Proxy Appointment – What Shareholders and Companies Need to Know

  • South Africa
  • Other

06-07-2017

Background

Under the 1973 Companies Act, a company was entitled to require a proxy to be lodged on or before a particular time, in order for that proxy to be valid. The rationale for this provision was to give sufficient time to enable the officer presiding at a meeting to verify and validate the proxy, before allowing that proxy to vote. It is common practice for a company to include a provision in its memorandum of incorporation which requires that a proxy form be lodged at least 24 hours prior to a meeting.

Reliance on this provision has meant that a shareholder who is unexpectedly prevented from attending a shareholders meeting through forces beyond its control, is unable to submit a proxy form on the day of such meeting, resulting in that shareholder not being entitled to vote at such meeting.

The wording of the Companies Act, 2008 (“the Act”) has changed, and the shareholders of a company is entitled “at any time” to appoint any individual as a proxy to participate in and speak and vote at a shareholders meeting on behalf of that shareholder.

What the Courts have said

The recent SCA case of Richard Du Plessis Barry v Clearwater Estates has examined whether the provisions of the Act allow for a company’s MOI to impose time limitation for the delivery of a proxy form.

The facts, briefly, are that certain shareholder proxies had been submitted on the day of the meeting, in contravention of the MOI, but based on a majority decision at the meeting, the late filing of these proxies was condoned in order to attain the requisite quorum. The challenge to the validity of the resolutions passed at the meeting, was that the shareholder proxies, submitted on the day of the meeting, were in accepted in contravention of the MOI, which provided that proxies shall not be treated as valid unless they are deposited at a designated location not less than 48 hours before the time designated for the meeting at which such proxies are to be exercised.

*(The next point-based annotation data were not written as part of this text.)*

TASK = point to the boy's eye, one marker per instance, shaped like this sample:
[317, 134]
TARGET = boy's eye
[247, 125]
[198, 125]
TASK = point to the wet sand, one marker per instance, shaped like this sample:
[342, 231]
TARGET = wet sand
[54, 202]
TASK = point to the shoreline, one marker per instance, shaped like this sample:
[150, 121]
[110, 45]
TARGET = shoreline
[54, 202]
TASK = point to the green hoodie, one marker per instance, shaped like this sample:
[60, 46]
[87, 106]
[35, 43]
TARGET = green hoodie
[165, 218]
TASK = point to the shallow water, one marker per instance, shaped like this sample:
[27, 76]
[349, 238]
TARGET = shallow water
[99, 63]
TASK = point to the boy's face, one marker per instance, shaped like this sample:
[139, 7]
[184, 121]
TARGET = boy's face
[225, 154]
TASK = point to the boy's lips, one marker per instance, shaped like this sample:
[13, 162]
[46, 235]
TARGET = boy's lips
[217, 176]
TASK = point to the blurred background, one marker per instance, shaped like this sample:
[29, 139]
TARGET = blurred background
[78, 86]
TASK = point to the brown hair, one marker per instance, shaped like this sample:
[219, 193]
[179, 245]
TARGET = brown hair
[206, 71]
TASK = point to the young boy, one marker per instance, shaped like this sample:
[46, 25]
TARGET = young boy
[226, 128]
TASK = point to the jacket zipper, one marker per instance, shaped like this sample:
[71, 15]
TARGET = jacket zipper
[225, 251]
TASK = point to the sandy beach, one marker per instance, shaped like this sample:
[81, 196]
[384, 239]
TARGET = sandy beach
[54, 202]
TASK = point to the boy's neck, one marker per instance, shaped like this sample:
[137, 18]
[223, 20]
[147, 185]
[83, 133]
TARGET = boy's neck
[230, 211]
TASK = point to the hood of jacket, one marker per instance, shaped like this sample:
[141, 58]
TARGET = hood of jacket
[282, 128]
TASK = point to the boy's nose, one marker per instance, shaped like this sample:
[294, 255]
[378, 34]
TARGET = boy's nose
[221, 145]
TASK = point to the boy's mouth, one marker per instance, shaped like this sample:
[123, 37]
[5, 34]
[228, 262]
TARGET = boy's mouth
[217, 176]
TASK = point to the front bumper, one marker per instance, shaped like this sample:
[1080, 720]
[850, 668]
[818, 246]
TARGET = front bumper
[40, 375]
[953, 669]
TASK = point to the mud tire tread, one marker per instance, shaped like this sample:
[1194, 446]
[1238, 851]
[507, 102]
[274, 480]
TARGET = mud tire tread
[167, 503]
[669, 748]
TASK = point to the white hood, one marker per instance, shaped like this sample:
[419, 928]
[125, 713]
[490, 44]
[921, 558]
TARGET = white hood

The appellant sought to uphold and enforce the relevant articles of the MOI, with the object of defeating the resolutions passed at the meeting. The first respondent sought the annulment of the relevant articles of the MOI, with the object of preserving the validity of the resolutions.

The SCA held that the provisions of s 58(1) of the Act are unalterable (as contemplated in s 15(2)(d) of the Act), and that the right of the shareholder to appoint a proxy ‘at any time’ is a provision that may not be altered by the MOI of a company. The purpose of the provision is to protect the right of shareholders to participate in, speak at, and vote at a shareholders meeting, and to do so through a proxy of their choice. The time clause in the company’s MOI sought to negate, restrict, limit or qualify this fundamental right of the shareholder, contrary to the provisions of s 15(2)(d) of the Act. The time clause contained in the company’s MOI was therefore found to contravene and be inconsistent with s 58(1) of the Act and was void to that extent.

The practical implications

Upon a proper interpretation of the judgment, and the relevant provisions of the Act, the provisions of a company’s MOI which purport to impose a time constraint for the delivery of a proxy form, will be invalid, only to the extent that such provision/s are inconsistent with their shareholders’ right to appoint a proxy at any time before a meeting as provided for the in the Act. The proxy forms themselves will remain valid and shareholders making use of such forms will not be excluded from any meetings.

The court did recognise the practical difficulties that may arise as a result of this interpretation of s 58, including the administrative burden imposed on the officer presiding of a general meeting to validate and verify proxies prior to allowing a proxy to exercise a vote, it however noted that such practical difficulties need to be resolved through legislative intervention and not through a strained interpretation of the Act.

Conclusion

The ultimate effect of this judgment, therefore, is that shareholders may submit a proxy form “at any time” and the company is not entitled to place any time constraint on such right. Any attempt to enforce such a time constraint will not withstand challenge. No legislative intervention has been forthcoming to date, and any company which has an MOI which requires a proxy form to be delivered at a specified time prior to a meeting, should consider an amendment to that MOI, and at the very least, should not attempt to enforce such time limitation.